Introduction
The main theoretical result of the Stroop test is the Stroop Effect. The aforementioned phenomenon includes a delay in naming the font color of a word if it has a different meaning, such as a variation in color (Perrey, 2021). There are several interpretations of the Stroop test, for instance, the naming of words written in a different color, the names of colors written in black, and the squares of the selected colors. This test has been widely used to determine various changes in the brain, such as age-related and others (Guzik et al., 2021). Moreover, it can be used for brain development by training certain areas responsible for quick reactions.
Hypothesis
With the help of the Stroop test, one can track cognitive changes that directly contribute to cognitive processes. This study aims to analyze the data obtained from the Stroop test. The hypotheses of the work are focused on the fact that specific demographic criteria of participants influence the time to determine the color. Besides, it is necessary to consider if there is an impact from the neutral or emotionally colored words on the response time.
Background Theory
After discovering this effect, the foreground task among scientists began to explain its occurrence. Thus, it was possible to develop several theories that account for the possible underlying causes of the appearance of the effect based on knowledge of information about the human brain (Ribaupierre & Lecerf, 2019). The first reason is based on the theory of selective attention, which is based on the fact that a person needs more attention to determine the color than to read the word (Daniel & Kapoula, 2019). The spatial-visual system of engagement is responsible for this process according to existing findings. With the help of the neurotransmitter norepinephrine, an individual chooses to prioritize focusing on a particular factor. However, more processed pieces of information are needed to determine the color, and therefore there is a delay in response.
The following theory includes a reason related to the speed of information processing. It is known that varied types of information are processed at different rates. Primarily, this is because various parts of the brain and perception sensors are activated (Shichel & Tzelgov, 2018). Current research, therefore, suggests that people read faster than they determine colors. More precisely, the theory provides the concept that one can quickly determine the meaning of a word and its function in the context of a sentence or text.

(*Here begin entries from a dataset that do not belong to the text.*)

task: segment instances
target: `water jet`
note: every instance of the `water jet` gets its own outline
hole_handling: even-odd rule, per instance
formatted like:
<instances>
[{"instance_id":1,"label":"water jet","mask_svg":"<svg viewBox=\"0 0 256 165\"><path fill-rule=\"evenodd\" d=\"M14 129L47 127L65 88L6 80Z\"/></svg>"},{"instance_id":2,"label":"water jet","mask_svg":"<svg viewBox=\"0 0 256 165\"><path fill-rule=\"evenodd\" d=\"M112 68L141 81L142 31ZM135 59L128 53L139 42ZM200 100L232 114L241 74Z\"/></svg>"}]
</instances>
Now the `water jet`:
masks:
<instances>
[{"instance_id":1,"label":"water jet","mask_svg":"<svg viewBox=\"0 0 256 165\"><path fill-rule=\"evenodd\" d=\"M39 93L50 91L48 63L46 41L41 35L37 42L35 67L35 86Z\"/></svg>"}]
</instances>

It is worth noting that only single words are used in the Stroop test to ensure perception is even faster. As such, a participant in the test may determine the meaning of the word faster than its color, and conflict arises when one begins to think about the importance of the word instead of the color
The following reason, namely the theory of automaticity, is integral in the proposed phenomenon of automotive reading. Research suggests that individuals may notice that sometimes the reading process occurs subconsciously, and they may not always perceive the information appropriately while reading. It happens when one is distracted by something. Heeringen (2018) and Edlund (2019) mention that even though the optic nerves transmit the read information, it is not processed further. However, studies suggest that in order to determine the color, it is necessary to involve those parts of the brain that can only be activated with complete focus. To choose the color, the brain needs to give full attention; thus, there is a delay with different meanings between the words and colors.
The leading cause of the Stroop effect is the contradiction between what is real and what is perceived by the participant. This is the underlying reason from which all theoretical models originate. It is worth noting that when the subjects are given to read unfamiliar words written in specific colors, they may not have problems with the name of the colors (Green, 2022). According to the aforementioned theories, in instances that a word has a conflicting meaning, in this case, a different color, problems arise. The information seen is a priority; moreover, a person needs to name the actual color of the word quickly (Pan et al., 2019). Based on this, one begins to analyze the priority information, namely what one sees but not what one has studied. Thus, one wants to name what one has read. After all, it takes less time to process such information because it is a priority.
In addition, the theory of resource-saving is relevant to the assessment of the Stroop effect, which explains why one can name the word’s meaning faster, but not the color of the font. As the name implies, the human brain tries to save extra resources, and after reading the word, the brain has a ready-made answer (Hsieh et al., 2018). More precisely, the brain does not need to perform additional processes of designating the word’s meaning since the participant already knows this meaning. However, in the case of the Stroop test, a different condition appears that interrupts the identification of the meaning of the word (Kyamakya et al., 2021). When one sees a familiar word in their primary language, the brain generates an immediate answer based on previous experiences, and there is no need for other thought processes. The reason for this according to current research indicates the saving of resources and time since the brain is tuned for optimal operation.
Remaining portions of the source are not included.